G5 | Kidney Failure < 15
A2 | Moderately increased 30 – 299 mg/g (3 – 29 mg/mmol)
A 58-year old man with a history of hypertension, type 2 diabetes, and coronary artery disease with consequent congestive heart failure presents to clinic for follow-up after his recent hospitalization for volume overload. Approximately one week after his hospitalization, his labs showed his eGFR to be at his baseline of 14 mL/min/1.73 m2, and his ACR to be stable at 240 mg/g. Based on the “CKD Risk Map,” you know that: 1) his CKD can be classified as G5/A2; 2) he is at highest risk of progressing to kidney failure; 3) referral to a nephrologist is recommended; and 4) he should be monitored at least four times per year.
G5 | Severely Decreased < 15
A3 | Severely increased ≥ 300 mg/g (≥ 30 mg/mmol)
A 38-year old woman with systemic lupus erythematosus presents to clinic for routine follow-up.
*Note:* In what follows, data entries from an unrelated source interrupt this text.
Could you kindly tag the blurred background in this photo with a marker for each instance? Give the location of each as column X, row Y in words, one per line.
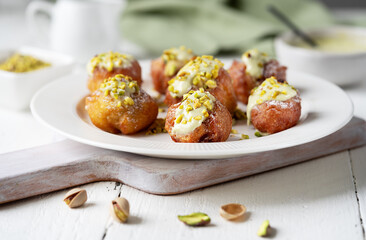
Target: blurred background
column 221, row 27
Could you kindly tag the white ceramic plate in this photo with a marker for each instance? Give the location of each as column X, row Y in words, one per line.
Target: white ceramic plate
column 325, row 109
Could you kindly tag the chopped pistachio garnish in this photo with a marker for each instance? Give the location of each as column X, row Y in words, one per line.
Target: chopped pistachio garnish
column 22, row 63
column 120, row 88
column 258, row 134
column 269, row 90
column 198, row 73
column 191, row 113
column 109, row 61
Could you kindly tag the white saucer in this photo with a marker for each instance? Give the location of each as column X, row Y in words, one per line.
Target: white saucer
column 325, row 109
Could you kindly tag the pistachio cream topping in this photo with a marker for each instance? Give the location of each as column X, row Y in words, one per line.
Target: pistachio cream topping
column 194, row 109
column 269, row 90
column 120, row 87
column 109, row 61
column 200, row 72
column 254, row 61
column 176, row 58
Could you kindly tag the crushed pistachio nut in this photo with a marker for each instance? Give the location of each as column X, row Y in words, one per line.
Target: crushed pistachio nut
column 191, row 113
column 258, row 134
column 234, row 131
column 120, row 87
column 195, row 219
column 269, row 90
column 254, row 61
column 198, row 73
column 22, row 63
column 120, row 209
column 244, row 136
column 232, row 211
column 109, row 61
column 75, row 197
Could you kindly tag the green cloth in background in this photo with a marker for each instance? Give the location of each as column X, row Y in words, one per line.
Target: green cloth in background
column 210, row 26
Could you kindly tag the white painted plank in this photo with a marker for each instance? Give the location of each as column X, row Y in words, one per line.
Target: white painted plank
column 312, row 200
column 358, row 161
column 48, row 217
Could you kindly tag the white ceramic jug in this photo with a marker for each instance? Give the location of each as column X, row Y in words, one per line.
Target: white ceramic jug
column 81, row 28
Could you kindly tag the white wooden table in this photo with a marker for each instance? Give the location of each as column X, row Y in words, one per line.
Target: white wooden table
column 319, row 199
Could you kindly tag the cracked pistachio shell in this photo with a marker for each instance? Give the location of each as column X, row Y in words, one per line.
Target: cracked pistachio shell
column 75, row 197
column 232, row 211
column 120, row 209
column 263, row 230
column 195, row 219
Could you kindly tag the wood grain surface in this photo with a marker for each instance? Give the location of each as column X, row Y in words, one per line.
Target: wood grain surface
column 67, row 163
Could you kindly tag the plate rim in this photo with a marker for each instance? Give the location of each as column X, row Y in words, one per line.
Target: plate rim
column 183, row 153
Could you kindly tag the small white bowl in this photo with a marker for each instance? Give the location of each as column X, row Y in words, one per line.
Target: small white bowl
column 17, row 89
column 339, row 68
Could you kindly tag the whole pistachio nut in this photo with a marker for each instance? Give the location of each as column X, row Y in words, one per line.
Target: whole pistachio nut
column 195, row 219
column 120, row 209
column 232, row 211
column 264, row 228
column 75, row 197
She has a history of advanced kidney disease attributed to lupus nephritis and hypertension. Since her last visit, she reports some mild fatigue and denies any nausea or weight loss. Her labs revealed an eGFR of 14 mL/min/1.73 m2 and an ACR of 1200 mg/g. Based on the “CKD Risk Map,” you know that: 1) her CKD can be classified as G5/A3; 2) she is at highest risk of progressing to kidney failure; 3) referral to a nephrologist is recommended; and 4) she should be monitored at least four times per year.
Adapted with permission from KDIGO 2012 Clinical Practice Guideline for the Evaluation and Management of Chronic Kidney Disease. Kidney Int. 2013;Suppl.3:1-150.
Key to Figure:
Colors: Represents the risk for progression, morbidity and mortality by color from best to worst. Green: low risk (if no other markers of kidney disease, no CKD); Yellow: moderately increased risk; Orange: high risk; Red, very high risk; Deep red, highest risk.
Numbers: Represent a recommendation for the number of times per year the patient should be monitored.
Refer: Indicates that nephrology referral and services are recommended.
*Referring clinicians may wish to discuss with their nephrology service depending on local arrangements regarding monitoring or referral.